The annual total of 17,278 admissions is almost double 2010/11’s figure of 9,328.
In addition, the number of young people admitted to a hospital bed increased from 2,705 to 5,367 over the same period.
Sarah Brennan, chief executive of children's mental health charity YoungMinds, said the figures are “deeply worrying” and laid the blame at cuts to community-based early intervention support for young people with mental health issues.
She said: “YoungMinds has warned for several years that cuts to early intervention services and community-based children’s mental health services would put increased pressure on crisis services.
“What is needed now is not a sticking plaster around crisis services but investment in early intervention.
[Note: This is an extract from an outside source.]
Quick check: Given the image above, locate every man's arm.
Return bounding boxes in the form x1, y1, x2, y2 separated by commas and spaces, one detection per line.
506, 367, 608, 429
Support needs to be provided to children, young people and their families when they start to struggle, so that we can prevent the intense suffering that a mental health crisis and entrenched mental illness can cause.”
She says that although some emergency departments had made improvements to the way they support children with mental health issues “these are the few and not the many”.
“With the much-publicised pressure on emergency departments it is very concerning that so many children and young people are turning up in a mental health crisis to highly stressful environments,” Brennan added.
Dr Gillian Rose, vice chair of the Royal College of Psychiatrists child and adolescent faculty said: “These figures confirm a worrying trend for increasing emergency presentations of children and adolescents with mental health issues. Children and young people's wellbeing is being impacted by cuts in community early intervention services.”
Earlier this month members of the home affairs select committee criticised the continued use of police cells to detain young people under the Mental Health Act. Despite calls by ministers to end the practice, committee members found that too often cells are having to be used due to a lack of alternative places of safety.
These latest figures were revealed in a parliamentary answer to a question on the issue tabled by shadow public health minister Luciana Berger.